Onshape employee here. I agree with another poster that for most "non-professional" requirements Onshape's free tier is all one should need - sure, the documents remain public if you don't pay. It's prohibitively expensive to maintain the technology stack with the complexity, scale and performance that Onshape does, and its costs a lot of money. :)
Documents being public is one thing. But I remember you guys changed the ToS at one point (I just looked it up, in 2016) where the verbiage is that Onshape owns the IP of these documents which is a huge no for me. I rather pay for solidworks hobbyist for $100 a year that comes with 3Dexperience which performs very similar to Onshape.
I don't know where you see such a line in Onshape's ToS. Can you point me to it? IANAL (and speak only in an individual's capacity who is hopefully reading the same ToS), but the public documents you create as a free user are essentially in "public domain", so even though you still 'own' it, you grant a broad, "worldwide, royalty-free and non-exclusive license to any End User or third party" to use the intellectual property within that document "without restriction". This includes the rights to use, copy, modify, merge, publish, distribute, sublicense, and/or sell copies of it.
Taking the chance: As a hobbyist with a decent CNC with no intent of using it for commercial work:
Linux "support" was driving me from Fusion to Onshape.
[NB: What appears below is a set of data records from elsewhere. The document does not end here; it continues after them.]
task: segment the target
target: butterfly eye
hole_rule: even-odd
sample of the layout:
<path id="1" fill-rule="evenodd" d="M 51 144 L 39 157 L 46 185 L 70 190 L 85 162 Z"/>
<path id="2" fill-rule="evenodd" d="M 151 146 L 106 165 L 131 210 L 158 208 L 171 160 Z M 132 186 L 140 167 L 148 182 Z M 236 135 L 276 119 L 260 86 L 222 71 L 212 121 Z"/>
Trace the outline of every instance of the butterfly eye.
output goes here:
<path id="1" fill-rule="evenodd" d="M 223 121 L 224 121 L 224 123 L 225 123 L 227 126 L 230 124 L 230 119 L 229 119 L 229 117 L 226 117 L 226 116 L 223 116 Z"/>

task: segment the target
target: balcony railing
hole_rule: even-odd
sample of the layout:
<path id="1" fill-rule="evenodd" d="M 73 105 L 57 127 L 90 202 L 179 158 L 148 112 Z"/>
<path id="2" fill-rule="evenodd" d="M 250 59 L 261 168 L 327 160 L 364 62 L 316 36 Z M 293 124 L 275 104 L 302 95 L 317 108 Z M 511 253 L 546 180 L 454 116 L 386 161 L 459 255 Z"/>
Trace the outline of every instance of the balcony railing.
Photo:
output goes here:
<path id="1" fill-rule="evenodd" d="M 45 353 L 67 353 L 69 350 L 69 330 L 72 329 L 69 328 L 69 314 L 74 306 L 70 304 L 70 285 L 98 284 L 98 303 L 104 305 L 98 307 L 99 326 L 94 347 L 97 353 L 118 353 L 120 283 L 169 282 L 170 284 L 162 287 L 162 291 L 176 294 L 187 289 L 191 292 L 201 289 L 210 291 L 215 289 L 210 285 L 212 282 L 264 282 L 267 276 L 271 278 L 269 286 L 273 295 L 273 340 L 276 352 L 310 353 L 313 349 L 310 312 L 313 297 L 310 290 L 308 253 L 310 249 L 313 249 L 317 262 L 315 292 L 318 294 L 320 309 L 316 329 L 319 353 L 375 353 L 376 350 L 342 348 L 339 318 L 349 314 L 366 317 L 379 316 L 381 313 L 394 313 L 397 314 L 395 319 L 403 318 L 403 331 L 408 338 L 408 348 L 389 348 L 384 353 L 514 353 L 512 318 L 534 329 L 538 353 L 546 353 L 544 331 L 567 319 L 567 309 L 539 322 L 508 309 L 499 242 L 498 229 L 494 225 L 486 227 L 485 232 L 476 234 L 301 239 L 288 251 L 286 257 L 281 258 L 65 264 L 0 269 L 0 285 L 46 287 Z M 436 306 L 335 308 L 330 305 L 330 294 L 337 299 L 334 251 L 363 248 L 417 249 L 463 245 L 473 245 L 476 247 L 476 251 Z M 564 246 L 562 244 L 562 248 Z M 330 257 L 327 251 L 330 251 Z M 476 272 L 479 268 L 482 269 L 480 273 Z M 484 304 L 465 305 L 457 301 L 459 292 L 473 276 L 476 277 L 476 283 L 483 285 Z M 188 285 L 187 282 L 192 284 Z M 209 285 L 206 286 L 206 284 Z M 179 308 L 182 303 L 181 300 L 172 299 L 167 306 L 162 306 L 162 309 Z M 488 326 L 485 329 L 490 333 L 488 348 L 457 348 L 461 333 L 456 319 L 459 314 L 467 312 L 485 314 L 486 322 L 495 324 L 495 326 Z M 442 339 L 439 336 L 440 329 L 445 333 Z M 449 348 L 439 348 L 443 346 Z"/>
CAM is driving me back to Fusion.
Please consider pushing the idea of having CAM for the hobbyist level in Onshape in your company, I know there's not much in revenue us hobbyists, but I'd gladly pay up to 20-50 per month for such a license. At least that's more money than 0 :).
> But I just know, at some point Onshape will start charging us freeriders.
- I don't know about that, may be, may be not, but I don't know of any such plan in the short term at least. It gives University students a free 'professional' license so there's that too.
> Just fill pattern and text are always a struggle.
Feel free to create a support ticket about your pain points. Everyone can easily do that, and Onshape is surprisingly more responsive to support tickets than many other companies.